Suzue Kimiko, Montag Anthony G, Tretiakova Maria, Yang Ximing J, Sahoo Sunati
Department of Pathology, University of Chicago Hospital, Chicago, IL, USA.
Am J Clin Pathol. 2005 Apr;123(4):553-61. doi: 10.1309/H4JX-0XEH-DAC8-YL3P.
alpha-Methylacyl-coenzyme A racemase (AMACR) is a sensitive and specific tissue marker for the diagnosis of prostatic carcinoma. However, limited data are available on AMACR expression in residual prostatic carcinoma following hormone therapy. We analyzed 64 residual or recurrent prostatic adenocarcinomas following hormonal therapy for the expression of AMACR using a monoclonal antibody (P504S) to AMACR. In 20 localized cases, AMACR staining was absent in 11 (55%), 1+ in 6 (30%), and 2+ or 3+ in 3 (15%). However, in 15 metastatic cases, AMACR was absent in 1 (7%), 1+ in 3 (20%), and 2+ or 3+ in 11 (73%). None of the 29 postradiotherapy cases showed complete absence of AMACR staining: 2 (7%) were 1+, and 27 (93%) were 2+ or 3+. AMACR expression was reduced significantly in the majority of posthormonal residual carcinomas, whereas in postradiotherapy and in hormone-refractory metastatic prostatic adenocarcinoma, AMACR expression was retained. Therefore, the diagnosis of residual prostatic carcinoma after hormonal therapy using AMACR immunostaining must be interpreted with caution. Furthermore, AMACR might have a role in the recurrence of prostatic adenocarcinoma after medical therapy.

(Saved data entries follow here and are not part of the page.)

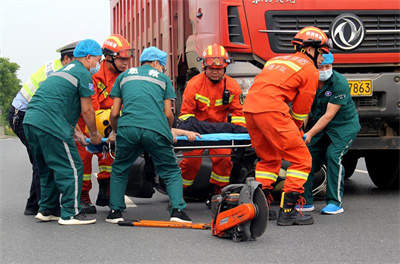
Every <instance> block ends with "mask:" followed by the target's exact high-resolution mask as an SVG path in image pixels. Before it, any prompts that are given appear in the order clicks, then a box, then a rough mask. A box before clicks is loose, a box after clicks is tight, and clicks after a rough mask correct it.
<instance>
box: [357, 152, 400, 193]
mask: <svg viewBox="0 0 400 264" xmlns="http://www.w3.org/2000/svg"><path fill="white" fill-rule="evenodd" d="M365 163H366V165H367V170H368V173H369V177H370V178H371V180H372V182H373V183H374V184H375V185H376V186H377V187H378V188H381V189H396V190H398V189H399V151H397V150H394V151H385V152H381V151H377V152H375V153H371V154H368V155H366V156H365Z"/></svg>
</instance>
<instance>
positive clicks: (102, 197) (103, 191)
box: [96, 179, 110, 206]
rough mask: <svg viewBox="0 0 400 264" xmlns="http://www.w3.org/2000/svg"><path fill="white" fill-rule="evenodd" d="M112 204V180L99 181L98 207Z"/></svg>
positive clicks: (109, 179)
mask: <svg viewBox="0 0 400 264" xmlns="http://www.w3.org/2000/svg"><path fill="white" fill-rule="evenodd" d="M109 204H110V179H102V180H99V195H98V196H97V200H96V205H97V206H109Z"/></svg>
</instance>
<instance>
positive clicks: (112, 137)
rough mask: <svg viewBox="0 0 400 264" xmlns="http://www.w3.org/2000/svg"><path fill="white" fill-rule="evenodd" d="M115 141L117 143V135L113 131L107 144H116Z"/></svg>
mask: <svg viewBox="0 0 400 264" xmlns="http://www.w3.org/2000/svg"><path fill="white" fill-rule="evenodd" d="M115 141H116V134H115V131H114V130H113V131H111V133H110V135H109V136H108V138H107V141H106V143H107V144H108V143H111V144H114V143H115Z"/></svg>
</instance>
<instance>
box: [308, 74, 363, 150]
mask: <svg viewBox="0 0 400 264" xmlns="http://www.w3.org/2000/svg"><path fill="white" fill-rule="evenodd" d="M328 103H332V104H337V105H341V107H340V109H339V111H338V112H337V113H336V115H335V116H334V117H333V119H332V120H331V121H330V122H329V124H328V125H327V126H326V127H325V128H324V129H323V130H322V131H320V132H319V133H318V134H316V135H315V136H314V137H313V138H312V139H311V144H312V145H313V144H314V143H316V142H317V141H318V140H319V139H320V138H321V137H322V136H323V135H324V134H327V135H328V136H329V138H330V139H331V140H332V143H333V144H334V145H335V144H336V143H337V142H340V141H341V140H343V138H346V135H350V134H353V133H354V132H356V133H357V132H358V131H359V130H360V128H361V127H360V122H359V120H358V113H357V110H356V107H355V105H354V102H353V99H352V98H351V95H350V88H349V84H348V82H347V80H346V78H345V77H344V76H342V75H341V74H339V73H338V72H336V71H333V74H332V76H331V77H330V78H329V79H328V80H327V81H326V82H325V84H324V86H323V87H322V89H321V90H319V89H317V93H316V94H315V98H314V102H313V105H312V107H311V115H312V117H313V118H314V119H315V120H318V119H320V118H321V116H323V115H324V114H325V112H326V108H327V105H328ZM337 147H339V146H337Z"/></svg>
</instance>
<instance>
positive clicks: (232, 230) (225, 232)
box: [211, 178, 269, 242]
mask: <svg viewBox="0 0 400 264" xmlns="http://www.w3.org/2000/svg"><path fill="white" fill-rule="evenodd" d="M261 187H262V186H261V183H259V182H257V181H255V179H254V178H247V179H246V183H245V184H231V185H228V186H226V187H225V188H223V189H222V192H221V194H219V195H214V196H213V197H212V200H211V213H212V218H213V219H212V221H211V233H212V234H213V235H214V236H218V237H222V238H232V240H233V241H234V242H240V241H246V240H256V238H257V237H260V236H261V235H262V234H264V232H265V229H266V228H267V224H268V215H269V209H268V205H267V201H266V198H265V195H264V193H263V191H262V190H261Z"/></svg>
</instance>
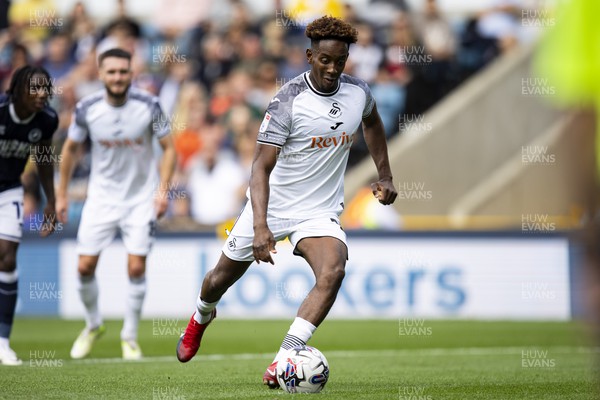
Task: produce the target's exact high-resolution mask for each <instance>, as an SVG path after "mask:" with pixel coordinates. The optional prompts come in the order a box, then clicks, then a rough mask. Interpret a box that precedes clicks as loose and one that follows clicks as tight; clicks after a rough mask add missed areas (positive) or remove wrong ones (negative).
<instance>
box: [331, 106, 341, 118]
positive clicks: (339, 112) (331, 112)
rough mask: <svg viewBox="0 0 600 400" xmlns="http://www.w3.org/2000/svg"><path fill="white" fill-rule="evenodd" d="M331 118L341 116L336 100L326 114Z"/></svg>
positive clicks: (339, 116) (333, 117)
mask: <svg viewBox="0 0 600 400" xmlns="http://www.w3.org/2000/svg"><path fill="white" fill-rule="evenodd" d="M328 115H329V116H330V117H331V118H339V117H341V116H342V109H341V108H340V105H339V104H338V103H337V102H334V103H333V104H332V105H331V110H329V114H328Z"/></svg>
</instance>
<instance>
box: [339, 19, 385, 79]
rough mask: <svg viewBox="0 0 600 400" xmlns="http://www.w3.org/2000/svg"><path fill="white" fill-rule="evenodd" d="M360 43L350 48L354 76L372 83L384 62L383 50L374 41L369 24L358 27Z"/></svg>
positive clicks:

α-甲基酰基辅酶A消旋酶(AMACR)是诊断前列腺癌的一种敏感且特异的组织标志物。然而,关于激素治疗后残留前列腺癌中AMACR表达的数据有限。我们使用针对AMACR的单克隆抗体(P504S)分析了64例激素治疗后的残留或复发性前列腺腺癌中AMACR的表达情况。在20例局限性病例中,11例(55%)AMACR染色阴性,6例(30%)为1+,3例(15%)为2+或3+。然而,在15例转移病例中,1例(7%)AMACR阴性,3例(20%)为1+,11例(73%)为2+或3+。29例放疗后病例中均未出现AMACR染色完全缺失的情况:2例(7%)为1+,27例(93%)为2+或3+。大多数激素治疗后残留癌中AMACR表达显著降低,而在放疗后以及激素难治性转移性前列腺腺癌中,AMACR表达得以保留。因此,使用AMACR免疫染色诊断激素治疗后的残留前列腺癌时必须谨慎解读。此外,AMACR可能在药物治疗后前列腺腺癌的复发中起作用。